If you call fetchmail with the -F option it will delete any messages that it’s already downloaded. So I’ve set up a crontab to call fetchmail every 5 mins and leave the mail on the server. Then once a day I call fetchmail -F to clear mails from the POP account. This way if something goes wrong with the mail server, then the mail will be stored safely on the POP server for 24 hours. So nothing will get lost.


  • Gaea

    Thanks very much for the tips! I’ve been trying to get pop –> fetchmail –> exim4 –> spamassassin –> etcetera –> squirrelmail for the past day or so, found this entry googling, and a few of your tips were really handy. I now have external and internal mail in ~/Maildir/new, so that’s something, eh? I set up IlohaMail with an sql backend the other day, but the no folders thing got to me and I decided it was time to really make myself miserable apt-getting and –purge-ing, going back and forth between courier and dovecot and uw and so forth. :>

    Thanks again.

  • This follow up about speed suggests that other MUAs will not enjoy the speed benefits of Dovecot’s indexing, due (I assume) to client-side caching. I, and most of my users, use Mozilla Thunderbird for IMAP access. I’m curious what MUA you use, and what your perceived performance has been like?

  • Matt Doran

    I do use Mozilla Thunderbird, and it performs excellently. I switched to Thinderbird about 2 months ago and won’t go back.

    My largest mail folder has about 3200 messages and sorting it is almost instantaneous. Searching is messages is also very fast. If I search message the message bodies in this folder it takes only about 1-2 seconds.

  • geos

    for the life of me i cant find where this goes

    “The only thing we need to do to tell Exim to deliver to a maildir instead of the mbox default. In Debian it’s just a matter of setting the LOCAL_DELIVERY=maildir_home in the exim config file. The result of this is that an exim router for local mail is configured to deliver mail to the following transport”

    I recomend when you say change “this” you mention what to change

  • Matt Doran

    On Debian this is in one of the files in /etc/exim4/. grep the files in there to find it. I’m using Debians split up exim config files, so for me it’s in /etc/exim4/conf.d/main/01_exim4-config_listmacrosdefs.

    The section of the file you’re looking for looks like this …

    # The default delivery method.
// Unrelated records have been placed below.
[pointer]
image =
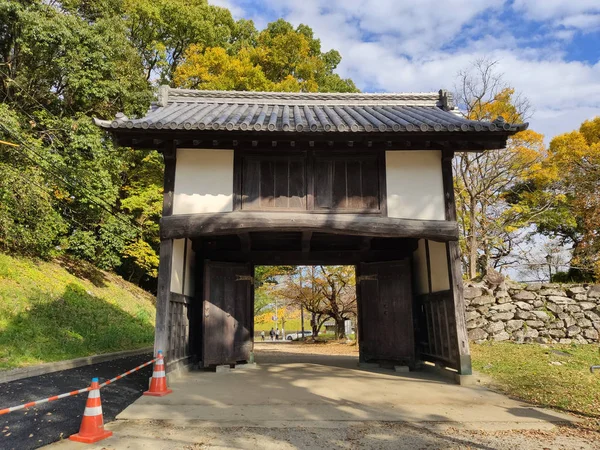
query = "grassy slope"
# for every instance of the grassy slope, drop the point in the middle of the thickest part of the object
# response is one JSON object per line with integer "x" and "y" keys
{"x": 51, "y": 311}
{"x": 526, "y": 371}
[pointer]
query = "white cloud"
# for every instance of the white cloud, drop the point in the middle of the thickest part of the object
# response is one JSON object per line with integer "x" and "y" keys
{"x": 236, "y": 11}
{"x": 576, "y": 14}
{"x": 582, "y": 21}
{"x": 555, "y": 9}
{"x": 388, "y": 45}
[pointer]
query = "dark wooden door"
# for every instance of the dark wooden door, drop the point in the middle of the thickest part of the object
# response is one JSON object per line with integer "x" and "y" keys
{"x": 228, "y": 319}
{"x": 385, "y": 309}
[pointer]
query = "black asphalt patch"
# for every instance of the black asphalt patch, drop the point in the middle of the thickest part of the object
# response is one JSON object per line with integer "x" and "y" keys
{"x": 50, "y": 422}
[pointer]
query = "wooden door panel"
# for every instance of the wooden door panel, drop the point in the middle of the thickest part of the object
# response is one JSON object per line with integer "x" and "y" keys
{"x": 227, "y": 326}
{"x": 386, "y": 312}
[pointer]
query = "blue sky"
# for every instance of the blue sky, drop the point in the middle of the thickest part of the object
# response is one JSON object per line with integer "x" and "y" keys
{"x": 549, "y": 50}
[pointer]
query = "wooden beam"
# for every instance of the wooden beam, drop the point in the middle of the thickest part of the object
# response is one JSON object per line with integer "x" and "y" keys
{"x": 246, "y": 245}
{"x": 161, "y": 334}
{"x": 163, "y": 294}
{"x": 463, "y": 357}
{"x": 328, "y": 257}
{"x": 365, "y": 245}
{"x": 306, "y": 238}
{"x": 155, "y": 139}
{"x": 195, "y": 225}
{"x": 169, "y": 156}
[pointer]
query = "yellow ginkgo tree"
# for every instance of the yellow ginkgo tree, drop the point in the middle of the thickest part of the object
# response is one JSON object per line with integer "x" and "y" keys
{"x": 491, "y": 222}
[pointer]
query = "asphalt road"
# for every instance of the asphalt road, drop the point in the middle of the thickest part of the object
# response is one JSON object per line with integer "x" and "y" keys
{"x": 49, "y": 422}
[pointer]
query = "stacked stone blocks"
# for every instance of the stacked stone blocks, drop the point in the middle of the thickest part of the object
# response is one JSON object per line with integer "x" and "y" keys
{"x": 502, "y": 310}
See CONFDIR/conf.d/transports/ for other
    # possibilities

  • Pieter

    I had to jump through the following hoops.

    Edit /etc/exim/update-exim4.conf.conf
    and add
    > dc_localdelivery=maildir_home
    run dpkg-reconfigure exim4-config

    I think it is because dpkg is managing my config.

  • Mark

    Matt, have you every had any issues regarding Thunderbirds IMAP clientside caching of the mail. I seem to be getting this quite regularly on my daughters windows box. The mail header that is highlighted in the top/right pane doesn’t relate to the lower/right mail body. Manually deleting the cache fixes the problem, as the mail is IMAPed down again, but it is still annoying! Any ideas?

  • Matt Doran

    No I haven’t. Thunderbird works almost flawlessly with our Dovecot IMAP server. I have no idea what could be causing this.

  • Mark, I think I’ve had this caching problem on thunderbird a few time, but I use POP3. restarting thunderbird seemed to resolve it… strange though…

  • Jesse Hobart

    This config works if you like the maildir setup. However, mbox setup works just fine with a little config change.

    I use exim4 with config set to mbox: /var/mail

    Modify dovecot.conf

    sudo nano /etc/dovecot/dovecot.conf

    mail_location = mbox:~/mail:INBOX=/var/mail/%u

    #Your external mail will flow into /var/mail/ via exim4 and your mailboxes will be in ~/mail/.
    #I believe, however, that internal mail flows into ~/mail/ through dovecot via IMAP.

    #I use this config with RoundCube webmail and it works flawlessly.